Sunday, January 20, 2013

My Red Couch




My red couch was the first “grown up” furniture purchase I ever made. I was browsing a flea market in Wetumpka, Alabama and saw it sitting there with a price tag of $400. "Layaway" my friend Ashley said when I began to buckle at the price. We haggled the lady down to $350, and three payments later, in the dead of winter, my dad and I were headed to North Georgia with the couch loaded on the back of his pick up truck. It fit perfectly in my first non-roommate inhabited rental house, which came with my job at North Georgia College and State University in Dahlonega. The couch was my centerpiece for entertaining in my sparse beginnings as a single adult with a paycheck. I had parties, flirted with through-hikers and cried with girlfriends on that couch. I was sitting on that couch one Saturday afternoon when it hit me like a ton of bricks that I was falling in love with a bass player from Buford, Georgia.

When my job took me to Atlanta the couch got loaded with everything else and it followed me to every overpriced apartment that I occupied ­­– including the house in Decatur I eventually moved into with that bass player. When we got married we rented a house with a fireplace and hardwood floors, the perfect setting for my couch. But on the way into the front door the back foot was broken off, so we had to prop it up with my new husband’s old web design books. When the economy tanked he pulled those books out and used something else to prop up the foot while I worked and he went back to school to study graphic design. A few years later we had our first baby, Oliver, and as soon as he could walk he started pulling the stuffing out of the loose velvet upholstery. “You should just get rid of that thing,” my husband growled as we chased our son around the house to pry dusty cotton strands from his tiny grip. I wouldn’t hear of it. We moved again, had another baby, Isabel. For the past few months the couch has been parked in the garage of the house we finally bought, back up in those mountains where we first fell in love.

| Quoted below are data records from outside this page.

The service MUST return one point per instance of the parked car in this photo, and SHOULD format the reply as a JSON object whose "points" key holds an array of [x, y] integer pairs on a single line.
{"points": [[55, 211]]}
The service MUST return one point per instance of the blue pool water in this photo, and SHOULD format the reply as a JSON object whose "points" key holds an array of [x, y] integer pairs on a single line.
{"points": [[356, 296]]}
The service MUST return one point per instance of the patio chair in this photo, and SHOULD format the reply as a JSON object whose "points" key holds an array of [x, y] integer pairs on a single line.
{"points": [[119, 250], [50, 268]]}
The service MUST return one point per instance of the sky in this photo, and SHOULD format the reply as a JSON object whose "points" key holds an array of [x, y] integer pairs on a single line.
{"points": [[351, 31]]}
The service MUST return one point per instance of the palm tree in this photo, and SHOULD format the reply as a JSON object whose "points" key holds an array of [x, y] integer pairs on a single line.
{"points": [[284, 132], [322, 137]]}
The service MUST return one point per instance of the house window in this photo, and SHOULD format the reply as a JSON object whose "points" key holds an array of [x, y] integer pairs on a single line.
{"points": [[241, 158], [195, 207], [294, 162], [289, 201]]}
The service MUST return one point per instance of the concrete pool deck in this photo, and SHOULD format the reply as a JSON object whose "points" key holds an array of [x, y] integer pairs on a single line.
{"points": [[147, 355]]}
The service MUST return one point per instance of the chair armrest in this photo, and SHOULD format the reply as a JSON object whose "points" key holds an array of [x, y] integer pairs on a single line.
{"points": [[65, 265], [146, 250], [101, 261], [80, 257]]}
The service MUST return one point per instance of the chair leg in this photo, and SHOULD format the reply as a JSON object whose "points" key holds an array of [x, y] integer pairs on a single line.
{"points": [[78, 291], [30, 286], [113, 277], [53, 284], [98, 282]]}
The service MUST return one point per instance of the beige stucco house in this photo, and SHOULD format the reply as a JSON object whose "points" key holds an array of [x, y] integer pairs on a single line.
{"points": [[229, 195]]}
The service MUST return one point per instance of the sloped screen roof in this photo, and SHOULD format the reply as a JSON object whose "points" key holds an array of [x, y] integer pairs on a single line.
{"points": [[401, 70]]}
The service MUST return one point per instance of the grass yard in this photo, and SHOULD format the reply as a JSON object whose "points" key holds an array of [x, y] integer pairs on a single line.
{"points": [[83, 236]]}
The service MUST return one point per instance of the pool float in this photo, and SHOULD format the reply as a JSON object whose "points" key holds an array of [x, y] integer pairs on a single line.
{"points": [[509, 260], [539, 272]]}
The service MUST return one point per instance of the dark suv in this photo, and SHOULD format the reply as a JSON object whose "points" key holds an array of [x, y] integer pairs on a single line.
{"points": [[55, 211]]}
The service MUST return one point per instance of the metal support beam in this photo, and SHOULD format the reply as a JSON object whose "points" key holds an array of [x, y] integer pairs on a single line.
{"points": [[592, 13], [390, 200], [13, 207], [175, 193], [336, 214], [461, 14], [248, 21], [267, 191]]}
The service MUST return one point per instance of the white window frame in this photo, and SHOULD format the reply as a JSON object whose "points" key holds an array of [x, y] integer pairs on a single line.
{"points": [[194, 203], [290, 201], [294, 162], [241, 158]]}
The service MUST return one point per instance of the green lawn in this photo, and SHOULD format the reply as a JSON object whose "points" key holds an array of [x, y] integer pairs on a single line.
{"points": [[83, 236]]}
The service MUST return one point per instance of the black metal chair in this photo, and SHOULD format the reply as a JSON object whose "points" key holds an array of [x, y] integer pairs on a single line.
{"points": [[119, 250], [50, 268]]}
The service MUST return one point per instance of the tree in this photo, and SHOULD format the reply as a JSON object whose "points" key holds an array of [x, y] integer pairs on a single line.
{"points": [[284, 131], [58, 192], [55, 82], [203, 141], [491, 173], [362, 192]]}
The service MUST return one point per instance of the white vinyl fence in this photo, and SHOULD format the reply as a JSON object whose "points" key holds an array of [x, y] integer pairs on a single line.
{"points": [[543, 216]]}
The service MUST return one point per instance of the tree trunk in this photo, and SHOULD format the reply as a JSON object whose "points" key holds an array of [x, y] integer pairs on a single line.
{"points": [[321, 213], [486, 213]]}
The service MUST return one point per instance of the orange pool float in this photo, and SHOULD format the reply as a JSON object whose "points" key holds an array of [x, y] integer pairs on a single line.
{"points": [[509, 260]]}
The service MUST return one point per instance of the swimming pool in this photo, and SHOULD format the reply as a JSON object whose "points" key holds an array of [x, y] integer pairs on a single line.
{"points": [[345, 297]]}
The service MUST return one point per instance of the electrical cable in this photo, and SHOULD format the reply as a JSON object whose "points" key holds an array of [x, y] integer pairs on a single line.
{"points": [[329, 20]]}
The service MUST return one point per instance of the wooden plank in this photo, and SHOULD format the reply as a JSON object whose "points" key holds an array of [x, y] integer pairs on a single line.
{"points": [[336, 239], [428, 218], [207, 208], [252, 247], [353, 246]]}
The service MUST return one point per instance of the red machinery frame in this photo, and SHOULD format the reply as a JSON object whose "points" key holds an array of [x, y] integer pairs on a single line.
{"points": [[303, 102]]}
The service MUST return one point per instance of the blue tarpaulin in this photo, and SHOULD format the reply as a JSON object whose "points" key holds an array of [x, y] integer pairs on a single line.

That bass player made good and became a creative director for a web company, while I stayed at home with the kids (he’s not a bad photographer either, he took the picture). The couch is now a home to our cats and lord knows what other creatures that venture into our garage in the dark Georgia night. Once, I found a raccoon poised on its two hind legs as if it were arriving for tea. But I am keeping this couch. It’s my flagship heirloom, not passed down from my grandmother’s grandmother but a symbol of my debut into responsibility. I plan on getting it stuffed, recovered, and the broken leg fixed. I plan to have many important talks with my kids on this couch about hard work, holding on and the importance of sitting still while you let the beauty of life wash over you. I hope it also stands as a reminder that it’s OK to take a chance and buy something on layaway every once in a while.